New open source tools
ShopRunner has been experimenting with MLflow, an open source machine learning management tool originally developed by Databricks, for its machine learning in retail technology.
The e-commerce vendor has been a beta tester of the Databricks-hosted version of MLflow, D'Agostino said, and "so far, we really like what we see."
"Experiment tracking and model versioning are super important and are rapidly evolving, and we like that Databricks makes it so easy to get started with MLflow," he said.
MLflow 1.0, revealed at Spark + AI Summit 2019, is set to be out sometime in May 2019.
ShopRunner also used Databricks Delta before Databricks open sourced it and renamed the product Delta Lake at the conference.
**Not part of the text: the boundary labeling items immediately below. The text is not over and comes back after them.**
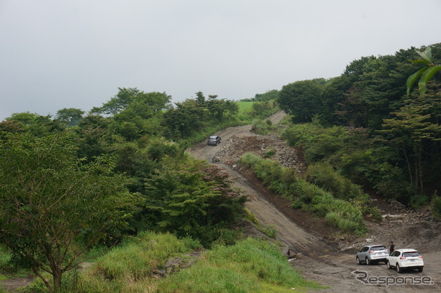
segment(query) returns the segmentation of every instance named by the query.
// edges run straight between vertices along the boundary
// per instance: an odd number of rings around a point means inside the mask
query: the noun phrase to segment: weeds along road
[[[269,119],[274,123],[280,121],[285,113],[278,112]],[[213,158],[223,148],[232,143],[238,136],[254,136],[250,132],[251,125],[229,128],[216,133],[222,137],[222,143],[218,146],[207,145],[206,142],[198,143],[187,150],[187,152],[198,159],[212,163]],[[244,146],[244,148],[245,148]],[[243,152],[243,150],[240,150]],[[235,167],[225,162],[216,165],[227,172],[234,186],[244,190],[249,200],[247,208],[265,226],[272,226],[278,231],[276,240],[287,248],[296,252],[302,252],[304,257],[291,261],[293,265],[302,272],[305,278],[319,282],[329,289],[317,292],[441,292],[441,225],[435,223],[424,223],[411,227],[388,227],[390,231],[383,231],[380,236],[376,237],[375,242],[387,244],[391,237],[398,241],[398,247],[410,247],[418,249],[423,254],[424,269],[423,272],[416,271],[398,274],[395,270],[387,270],[386,265],[373,265],[356,263],[355,254],[364,243],[362,241],[353,248],[341,251],[340,245],[330,242],[316,232],[303,228],[290,216],[286,208],[280,203],[271,200],[269,192],[256,182],[248,180]],[[306,219],[305,221],[307,221]],[[382,229],[381,224],[376,229]],[[371,231],[371,233],[376,233]],[[405,241],[403,241],[405,239]],[[339,252],[340,251],[340,252]],[[356,273],[355,272],[358,272]],[[425,277],[424,281],[422,278]],[[388,279],[386,279],[388,278]],[[407,284],[401,284],[402,281]],[[423,285],[421,283],[431,282]],[[386,285],[385,283],[388,284]],[[411,283],[413,283],[412,285]],[[416,285],[416,283],[418,283]],[[314,291],[311,291],[314,292]]]

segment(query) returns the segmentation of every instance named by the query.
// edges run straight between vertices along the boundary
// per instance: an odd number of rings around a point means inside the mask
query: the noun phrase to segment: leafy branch
[[[436,72],[441,70],[441,65],[435,64],[432,61],[432,49],[431,48],[427,48],[426,50],[424,50],[424,52],[420,52],[418,50],[416,50],[415,51],[422,59],[409,61],[413,63],[424,64],[426,66],[413,73],[407,79],[407,81],[406,82],[406,85],[407,86],[407,96],[409,95],[412,85],[413,85],[413,83],[418,78],[420,78],[418,81],[420,96],[422,96],[424,92],[426,92],[426,90],[427,89],[427,83],[429,81]]]

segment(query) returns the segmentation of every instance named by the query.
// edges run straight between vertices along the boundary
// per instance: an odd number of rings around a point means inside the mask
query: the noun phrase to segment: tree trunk
[[[411,184],[412,184],[413,183],[412,169],[411,168],[411,163],[409,161],[409,158],[407,157],[407,152],[406,152],[406,146],[404,145],[402,145],[402,150],[404,153],[404,158],[406,158],[406,163],[407,163],[407,170],[409,171],[409,177],[411,180]]]
[[[54,292],[57,292],[61,287],[61,268],[57,268],[57,272],[54,272],[54,274],[52,275],[52,278],[54,280]]]

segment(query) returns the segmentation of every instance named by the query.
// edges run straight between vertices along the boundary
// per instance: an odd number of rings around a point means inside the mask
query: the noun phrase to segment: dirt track
[[[274,123],[278,122],[285,114],[278,112],[270,119]],[[207,160],[212,163],[223,148],[232,140],[243,139],[256,136],[250,132],[251,125],[229,128],[217,133],[222,137],[222,143],[214,147],[201,143],[187,151],[197,159]],[[237,153],[243,154],[249,151],[245,144],[237,148]],[[237,157],[238,154],[232,156]],[[233,178],[236,187],[245,191],[249,196],[247,207],[265,225],[271,225],[278,231],[277,240],[285,247],[291,248],[296,252],[302,252],[304,257],[292,260],[291,263],[308,279],[318,281],[329,289],[319,292],[441,292],[441,223],[436,221],[428,221],[424,217],[420,220],[410,221],[416,218],[416,213],[400,211],[401,215],[396,219],[384,217],[380,223],[369,223],[369,236],[360,239],[345,239],[338,243],[329,240],[323,228],[309,229],[308,223],[314,222],[310,216],[302,211],[296,211],[287,207],[283,200],[278,199],[271,192],[266,190],[252,176],[244,176],[232,159],[227,163],[228,158],[215,160],[218,166],[223,168]],[[393,213],[393,210],[388,210],[387,204],[384,213]],[[380,206],[381,208],[381,206]],[[393,216],[396,216],[393,214]],[[305,223],[306,222],[306,223]],[[367,239],[369,238],[370,239]],[[396,270],[389,270],[384,264],[374,265],[358,265],[355,261],[355,254],[362,245],[369,243],[387,244],[393,240],[397,248],[413,247],[418,250],[424,256],[424,270],[422,273],[407,272],[398,274]],[[391,277],[389,282],[406,277],[407,285],[368,285],[356,279],[361,274],[352,273],[363,271],[371,277]],[[415,279],[429,277],[431,285],[410,285]],[[372,279],[375,281],[375,279]]]

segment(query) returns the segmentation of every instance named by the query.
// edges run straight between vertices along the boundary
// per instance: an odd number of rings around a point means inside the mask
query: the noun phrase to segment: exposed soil
[[[283,112],[279,112],[270,119],[277,123],[284,116]],[[265,156],[274,151],[271,159],[278,160],[302,174],[306,164],[301,149],[288,147],[274,135],[255,134],[251,132],[251,125],[229,128],[216,134],[222,137],[219,145],[207,145],[203,142],[187,152],[197,159],[223,168],[230,174],[235,187],[248,194],[247,208],[263,225],[278,231],[276,240],[287,256],[296,256],[289,258],[292,265],[301,271],[305,278],[329,287],[318,292],[441,292],[441,222],[435,220],[429,211],[409,210],[398,203],[389,203],[373,194],[371,200],[382,211],[382,220],[373,222],[367,219],[369,230],[367,236],[338,237],[336,229],[308,212],[291,208],[287,201],[267,190],[252,172],[238,163],[238,159],[245,152]],[[249,223],[243,222],[241,225],[247,233],[265,237]],[[424,256],[424,272],[410,271],[399,274],[395,270],[387,270],[384,264],[356,265],[355,254],[363,245],[373,243],[387,245],[390,241],[393,241],[396,248],[418,250]],[[356,279],[353,272],[357,270],[366,272],[369,277],[429,277],[433,283],[368,285]],[[12,292],[29,282],[30,279],[8,280],[3,281],[2,285]]]
[[[284,116],[279,112],[270,119],[277,123]],[[249,195],[247,208],[261,223],[278,231],[276,239],[284,246],[284,252],[294,252],[294,255],[301,252],[297,254],[299,257],[289,259],[293,266],[302,271],[305,278],[329,287],[319,292],[441,292],[441,222],[434,219],[429,211],[412,211],[399,203],[387,203],[373,194],[371,201],[381,210],[382,220],[366,219],[369,233],[365,237],[339,236],[338,231],[322,219],[291,208],[287,201],[267,190],[252,172],[238,163],[240,156],[246,152],[265,156],[272,150],[275,154],[271,159],[302,174],[306,164],[300,149],[288,147],[274,135],[255,134],[251,132],[251,125],[229,128],[216,134],[222,137],[219,145],[201,143],[188,152],[223,168],[230,174],[236,187]],[[261,236],[256,229],[247,227],[247,231]],[[398,274],[395,270],[387,270],[384,264],[356,265],[355,254],[363,245],[387,245],[390,241],[395,243],[396,248],[418,250],[424,256],[424,272]],[[407,285],[368,285],[356,279],[352,272],[357,270],[366,272],[369,277],[430,277],[433,283],[412,285],[408,281]]]

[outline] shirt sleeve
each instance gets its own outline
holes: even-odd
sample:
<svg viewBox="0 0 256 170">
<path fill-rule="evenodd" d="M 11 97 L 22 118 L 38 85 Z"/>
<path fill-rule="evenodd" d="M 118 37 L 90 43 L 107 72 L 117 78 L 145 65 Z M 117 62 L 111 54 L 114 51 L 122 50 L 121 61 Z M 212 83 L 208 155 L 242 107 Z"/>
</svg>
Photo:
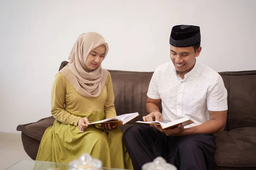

The company hasn't used it much, D'Agostino said, but noted that features such as data set versioning and time travel are useful for reproducing models.
However, D'Agostino noted that the tool provides some of the same capabilities that Snowflake, a cloud data warehousing vendor, offers, except Delta is now open source and runs on data stored in the Apache Parquet format.
"We look forward to trying it," he said.
Data on Delta Lake
Users, partners and analysts appeared to greet the Databricks open sourcing news at the Spark + AI Summit, held April 23 to 25 at the Moscone Center.
Delta Lake fills a gap but one that is also filled by software from vendors like Cloudera, AWS, Microsoft and Google, Forrester analyst Mike Gualtieri said during the conference.
"Databricks is smart to open source it because its success will depend on other vendors adopting it and building enterprise tooling for it," he said.
Databricks, Gualtieri continued, is successfully negotiating the challenge of adding value, while not alienating vendors. But, he added, besides other vendors, Databricks faces competition from other open source platforms, like Apache Flink.
"The tech world doesn't like dominance in any one area, so it tends to allow competitors to rise," Gualtieri said.
Datameer at Spark + AI Summit
In other Spark + AI Summit news, Datameer, an analytics lifecycle platform vendor, showcased a new integration with Databricks.
The integration will help bring Spark into the platform, Frank Henze, vice president of innovation at Datameer, said in an interview.
"Using the horsepower of Spark computation means we have done something to replace our formal Hadoop with a Spark cluster," Henze said.
The Datameer platform offers tools to more easily and intuitively visualize and interact with data natively on Spark, the vendor said.
"Overall, what we feel is we can help Databricks customers to bring the ease-of-use data preparation to their customers," Henze added.